Hermeneutics of Schleiermacher, Dilthey, Heidegger and Gadamer on Financial Statements in the Indonesia Stock Exchange (2010–2024)
DOI:
https://doi.org/10.38035/jafm.v6i3.2284Keywords:
Philosophical Hermeneutics, Financial Narratives, Narrative Legitimacy Construction Theory (NLCT), Heidegger, Gadamer, Indonesia Stock Exchange, Post-positivist AccountingAbstract
This study investigates the interpretive and philosophical dimensions of financial reporting practices on the Indonesia Stock Exchange (IDX) from 2010 to 2024, through the lens of classical and contemporary hermeneutics. Rooted in the traditions of Friedrich Schleiermacher, Wilhelm Dilthey, Martin Heidegger, and Hans-Georg Gadamer, this research reinterprets financial reports particularly annual and sustainability disclosures not as neutral, technical documents, but as culturally embedded, historically conditioned texts. These documents are viewed as expressions of corporate subjectivity and intersubjective engagement with stakeholders, regulators, and the public. The research adopts a qualitative interpretive methodology, emphasizing textual exegesis over empirical generalization. Drawing on the hermeneutic principles of pre-understanding, historicality, and the fusion of horizons, this paper performs a layered reading of selected financial statements from Indonesian public companies across multiple sectors.

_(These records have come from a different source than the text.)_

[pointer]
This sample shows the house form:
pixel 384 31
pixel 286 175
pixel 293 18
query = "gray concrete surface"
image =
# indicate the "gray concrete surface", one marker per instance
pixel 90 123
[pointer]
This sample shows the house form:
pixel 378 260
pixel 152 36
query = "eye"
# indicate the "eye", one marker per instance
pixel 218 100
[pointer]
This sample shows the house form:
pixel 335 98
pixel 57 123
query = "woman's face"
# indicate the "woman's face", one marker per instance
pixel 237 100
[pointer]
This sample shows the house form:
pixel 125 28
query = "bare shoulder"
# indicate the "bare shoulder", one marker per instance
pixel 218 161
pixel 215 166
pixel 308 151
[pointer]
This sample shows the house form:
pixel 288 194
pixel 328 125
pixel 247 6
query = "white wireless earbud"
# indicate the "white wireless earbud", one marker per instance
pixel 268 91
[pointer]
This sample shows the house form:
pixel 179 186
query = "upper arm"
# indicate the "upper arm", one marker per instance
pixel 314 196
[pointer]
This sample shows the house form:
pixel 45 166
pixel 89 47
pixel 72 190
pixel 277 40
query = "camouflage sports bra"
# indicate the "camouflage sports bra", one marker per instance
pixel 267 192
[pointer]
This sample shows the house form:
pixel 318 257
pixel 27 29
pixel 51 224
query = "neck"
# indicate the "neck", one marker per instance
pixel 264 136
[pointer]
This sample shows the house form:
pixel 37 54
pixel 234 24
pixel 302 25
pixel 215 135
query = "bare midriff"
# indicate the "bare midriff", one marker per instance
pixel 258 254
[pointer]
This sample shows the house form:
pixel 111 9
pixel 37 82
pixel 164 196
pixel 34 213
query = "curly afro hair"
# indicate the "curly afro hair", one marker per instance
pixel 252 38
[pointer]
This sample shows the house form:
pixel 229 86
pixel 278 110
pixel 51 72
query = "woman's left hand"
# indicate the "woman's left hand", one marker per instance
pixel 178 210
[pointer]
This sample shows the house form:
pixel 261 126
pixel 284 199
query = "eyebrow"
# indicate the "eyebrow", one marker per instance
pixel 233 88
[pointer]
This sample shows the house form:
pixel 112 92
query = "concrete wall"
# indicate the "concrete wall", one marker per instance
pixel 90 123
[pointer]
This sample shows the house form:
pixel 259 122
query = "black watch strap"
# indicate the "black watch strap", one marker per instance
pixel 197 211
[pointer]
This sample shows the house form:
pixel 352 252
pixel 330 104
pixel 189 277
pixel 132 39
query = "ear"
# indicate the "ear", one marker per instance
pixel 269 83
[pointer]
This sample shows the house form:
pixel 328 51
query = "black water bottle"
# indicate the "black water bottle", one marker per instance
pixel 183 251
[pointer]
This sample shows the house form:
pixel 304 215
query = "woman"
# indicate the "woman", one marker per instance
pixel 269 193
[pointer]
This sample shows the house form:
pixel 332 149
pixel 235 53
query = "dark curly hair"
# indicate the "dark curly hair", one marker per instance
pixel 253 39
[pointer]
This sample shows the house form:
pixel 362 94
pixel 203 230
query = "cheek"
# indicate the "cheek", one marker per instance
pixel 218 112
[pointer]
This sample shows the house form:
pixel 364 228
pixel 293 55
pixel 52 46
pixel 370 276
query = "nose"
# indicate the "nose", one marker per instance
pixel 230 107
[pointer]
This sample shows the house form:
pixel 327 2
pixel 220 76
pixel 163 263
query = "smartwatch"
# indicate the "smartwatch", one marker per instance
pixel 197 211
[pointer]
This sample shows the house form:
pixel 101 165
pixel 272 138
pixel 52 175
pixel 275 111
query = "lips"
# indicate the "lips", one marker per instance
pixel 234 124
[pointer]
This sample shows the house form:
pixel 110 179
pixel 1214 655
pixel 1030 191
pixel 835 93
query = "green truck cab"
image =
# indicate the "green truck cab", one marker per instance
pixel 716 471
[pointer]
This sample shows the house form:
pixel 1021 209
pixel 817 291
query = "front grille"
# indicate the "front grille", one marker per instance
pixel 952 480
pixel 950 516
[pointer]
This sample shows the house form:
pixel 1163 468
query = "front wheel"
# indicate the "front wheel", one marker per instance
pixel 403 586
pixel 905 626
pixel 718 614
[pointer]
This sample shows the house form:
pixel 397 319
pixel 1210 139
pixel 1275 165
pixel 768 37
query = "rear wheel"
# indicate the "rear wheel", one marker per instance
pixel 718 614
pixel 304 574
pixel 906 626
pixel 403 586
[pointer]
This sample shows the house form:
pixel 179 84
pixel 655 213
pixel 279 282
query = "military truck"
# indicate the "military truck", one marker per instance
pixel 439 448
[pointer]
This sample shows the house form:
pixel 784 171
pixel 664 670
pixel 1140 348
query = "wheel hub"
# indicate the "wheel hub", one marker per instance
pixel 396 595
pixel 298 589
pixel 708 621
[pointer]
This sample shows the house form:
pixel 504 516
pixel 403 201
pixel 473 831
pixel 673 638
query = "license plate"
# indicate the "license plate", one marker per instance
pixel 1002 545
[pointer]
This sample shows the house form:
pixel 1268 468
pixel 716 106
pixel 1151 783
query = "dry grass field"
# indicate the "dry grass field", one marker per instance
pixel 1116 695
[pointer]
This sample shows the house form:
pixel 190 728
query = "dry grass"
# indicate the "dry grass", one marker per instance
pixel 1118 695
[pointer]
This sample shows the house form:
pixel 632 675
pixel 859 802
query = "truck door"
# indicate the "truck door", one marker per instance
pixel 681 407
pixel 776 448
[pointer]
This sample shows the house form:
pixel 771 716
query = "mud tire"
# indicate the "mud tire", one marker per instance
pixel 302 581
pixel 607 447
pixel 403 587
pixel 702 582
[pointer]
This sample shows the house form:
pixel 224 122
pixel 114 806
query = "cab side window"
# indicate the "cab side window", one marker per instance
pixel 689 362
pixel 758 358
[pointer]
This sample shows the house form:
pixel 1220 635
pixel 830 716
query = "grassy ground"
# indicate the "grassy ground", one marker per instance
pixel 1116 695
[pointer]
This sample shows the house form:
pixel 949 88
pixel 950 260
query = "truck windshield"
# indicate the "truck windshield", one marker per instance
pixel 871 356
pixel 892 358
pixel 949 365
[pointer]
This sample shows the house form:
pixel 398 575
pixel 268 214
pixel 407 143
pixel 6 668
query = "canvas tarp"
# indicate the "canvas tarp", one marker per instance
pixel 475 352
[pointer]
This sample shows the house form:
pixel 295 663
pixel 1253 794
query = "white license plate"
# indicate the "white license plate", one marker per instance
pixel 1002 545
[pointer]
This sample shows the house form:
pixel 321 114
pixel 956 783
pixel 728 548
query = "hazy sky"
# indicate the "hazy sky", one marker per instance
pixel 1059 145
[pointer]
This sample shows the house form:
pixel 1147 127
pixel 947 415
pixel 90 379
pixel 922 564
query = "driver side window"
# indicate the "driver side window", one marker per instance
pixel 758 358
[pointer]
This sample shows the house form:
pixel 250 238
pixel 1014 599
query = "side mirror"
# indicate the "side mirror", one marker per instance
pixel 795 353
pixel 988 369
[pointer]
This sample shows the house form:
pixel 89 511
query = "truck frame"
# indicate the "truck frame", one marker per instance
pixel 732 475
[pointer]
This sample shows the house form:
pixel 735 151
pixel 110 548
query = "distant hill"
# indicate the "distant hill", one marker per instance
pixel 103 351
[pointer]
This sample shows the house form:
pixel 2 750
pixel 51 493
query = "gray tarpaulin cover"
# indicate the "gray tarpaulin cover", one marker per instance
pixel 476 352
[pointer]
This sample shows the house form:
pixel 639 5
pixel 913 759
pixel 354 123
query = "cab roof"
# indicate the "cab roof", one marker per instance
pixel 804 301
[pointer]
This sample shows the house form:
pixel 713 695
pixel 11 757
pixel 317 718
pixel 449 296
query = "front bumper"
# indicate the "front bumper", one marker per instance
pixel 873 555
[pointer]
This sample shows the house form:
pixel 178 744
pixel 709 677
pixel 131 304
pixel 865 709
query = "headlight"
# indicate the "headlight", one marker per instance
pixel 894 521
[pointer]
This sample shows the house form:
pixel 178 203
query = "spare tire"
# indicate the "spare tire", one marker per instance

The study highlights how financial narratives evolve in language, structure, tone, and ethical framing over time. The novelty of this research lies in the formulation of a new conceptual framework: Narrative Legitimacy Construction Theory (NLCT). NLCT posits that financial reporting is not merely about compliance or representation, but a dynamic narrative strategy used by firms to construct legitimacy in fluctuating political-economic environments. This theory integrates hermeneutic phenomenology with semiotic accounting, showing how meaning-making in financial texts reflects deeper ontological claims about value, risk, time, and responsibility. The findings reveal a shift from mechanistic, number-driven disclosure to ethically resonant narratives, particularly after the implementation of digital transparency frameworks and sustainability mandates. Companies strategically deploy metaphors, temporal references, and identity claims to construct a coherent and persuasive corporate image. This research contributes to the development of post-positivist accounting thought, expands the hermeneutic approach to financial analysis, and informs practitioners and regulators about the embedded ethical and narrative dimensions of financial communication.